In der kommenden Woche spielt Jacksonville zuhause gegen die Tennessee Titans – falls das nach „Irma“ möglich ist. Vor dem gleichen Problem stehen auch die Tampa Bay Buccaneers, sie wollen die Chicago Bears empfangen. Ob die beiden Partien stattfinden können, ist noch unklar. Laut einem Bericht der „Tampa Bay Times“ loten die Buccaneers derzeit alle Möglichkeiten aus. Nach der bereits erwähnten Spielabsage haben die Buccaneers und Dolphins in dieser Woche also spielfrei. In Florida bleiben die beiden Teams aber nicht. Miami bekam dabei Unterstützung von Steve Ross, dem Klubbesitzer der Dallas Cowboys. Er hat Spieler, Trainer und deren Familienangehörige nach Kalifornien fliegen lassen. Die Dolphins trainieren nun in Oxnard. Die Stadt liegt 90 Kilometer Luftlinie von Los Angeles entfernt, dort gibt es Trainingsgebäude der Cowboys, die Miami nutzen kann. Praktisch: Miami spielt in der kommenden Woche in Los Angeles und zwar gegen die Chargers. Die Anreise fällt also sehr kurz aus. Die Glazer-Familie, denen die Bucs gehören, hat die 130 Footballer und Team-Mitglieder sowie deren Familie nach Charlotte bringen lassen – und zwar mit fünf Kleinflugzeugen, berichtet die „Tampa Bay Times“. „Sicherheit hat die höchste Priorität“, sagt Tampa-Quarterback Jameis Winston. „Sich um unsere Familien kümmern ist nun sehr wichtig.“

 Während die NFL-Klubs Privilegien nutzen können, um Hurrikan „Irma“ zu entfliehen, sieht es für die meisten Amerikaner in Florida anders aus: 6,3 Millionen Menschen wurden aufgefordert, ihre Häuser zu verlassen – also jeder Dritte, der in Florida lebt.
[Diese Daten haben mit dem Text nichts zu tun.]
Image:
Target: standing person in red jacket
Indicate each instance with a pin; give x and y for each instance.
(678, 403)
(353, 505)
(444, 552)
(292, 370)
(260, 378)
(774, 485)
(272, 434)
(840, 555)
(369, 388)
Bereits am Samstagabend waren etwa 76.000 Menschen ohne Storm, Tausende sind in Notunterkünften untergebracht. Am heutigen Sonntag trifft „Irma“ Florida mit mit einer Geschwindigkeit von bis zu 215 Kilometern pro Stunde (Kategorie 4, die höchste ist 5), die Flutwellen sollen bis zu fünf Meter hoch werden.
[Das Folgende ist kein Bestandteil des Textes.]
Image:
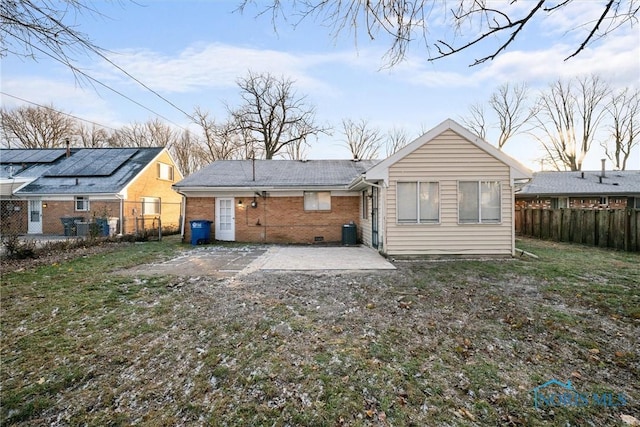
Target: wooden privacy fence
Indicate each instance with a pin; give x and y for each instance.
(616, 228)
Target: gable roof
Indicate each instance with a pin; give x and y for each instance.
(228, 174)
(18, 167)
(582, 183)
(91, 171)
(381, 170)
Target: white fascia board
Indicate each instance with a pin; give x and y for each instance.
(251, 190)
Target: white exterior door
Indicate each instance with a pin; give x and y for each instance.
(225, 219)
(35, 217)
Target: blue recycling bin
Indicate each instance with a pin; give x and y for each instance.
(200, 231)
(349, 234)
(103, 226)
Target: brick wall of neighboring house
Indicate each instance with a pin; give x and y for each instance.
(148, 184)
(280, 219)
(55, 210)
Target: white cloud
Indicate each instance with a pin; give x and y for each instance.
(68, 98)
(217, 66)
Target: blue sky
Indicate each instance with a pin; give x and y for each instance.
(192, 52)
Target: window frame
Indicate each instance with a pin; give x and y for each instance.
(170, 171)
(318, 202)
(418, 204)
(145, 201)
(479, 188)
(86, 205)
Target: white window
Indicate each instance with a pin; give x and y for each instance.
(418, 202)
(479, 202)
(365, 204)
(150, 206)
(165, 171)
(81, 203)
(317, 200)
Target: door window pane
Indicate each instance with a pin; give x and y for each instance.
(407, 202)
(429, 203)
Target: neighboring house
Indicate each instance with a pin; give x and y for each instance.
(447, 192)
(278, 201)
(131, 187)
(584, 190)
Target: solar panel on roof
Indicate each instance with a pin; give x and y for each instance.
(30, 156)
(92, 162)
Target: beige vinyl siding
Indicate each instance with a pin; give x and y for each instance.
(365, 224)
(448, 159)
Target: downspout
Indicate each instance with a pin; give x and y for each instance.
(183, 213)
(121, 219)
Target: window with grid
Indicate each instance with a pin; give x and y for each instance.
(81, 203)
(418, 202)
(317, 200)
(479, 202)
(150, 206)
(165, 171)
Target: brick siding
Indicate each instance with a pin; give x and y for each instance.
(279, 219)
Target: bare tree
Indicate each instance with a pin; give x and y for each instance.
(223, 141)
(40, 28)
(567, 116)
(477, 21)
(188, 153)
(624, 112)
(36, 127)
(508, 106)
(152, 133)
(476, 121)
(362, 140)
(273, 116)
(93, 136)
(396, 139)
(297, 151)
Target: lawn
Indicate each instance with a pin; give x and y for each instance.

Hurrikan „Harvey“ trifft Houston – Texans können aber spielen

Es ist nicht das erste Mal, dass ein Hurrikan die Pläne der NFL durcheinander bringt. 2008 zum Beispiel beschädigte „Ike“ das Stadion der Houston Texans. Darum wurde das Spiel gegen die Ravens verlegt. Erst vor zwei Wochen war Houston erneut heimgesucht worden, diesmal von Hurrikan „Harvey“. 60 Menschen starben, der entstandene Sachschaden wird auf bis zu 180 Milliarden US-Dollar geschätzt. Auf den Spielplan der Texans hatte der Hurrikan diesmal keine Auswirkungen. Angesichts einer solchen Katastrophe ist Football allerdings auch zweitrangig. Das sieht offenbar auch J.J. Watt so. Der Superstar der Houston Texans nutzt seine Popularität und hat am 27. August ein Hilfsprojekt gestartet. Inzwischen sind schon 27 Millionen US-Dollar zusammengekommen.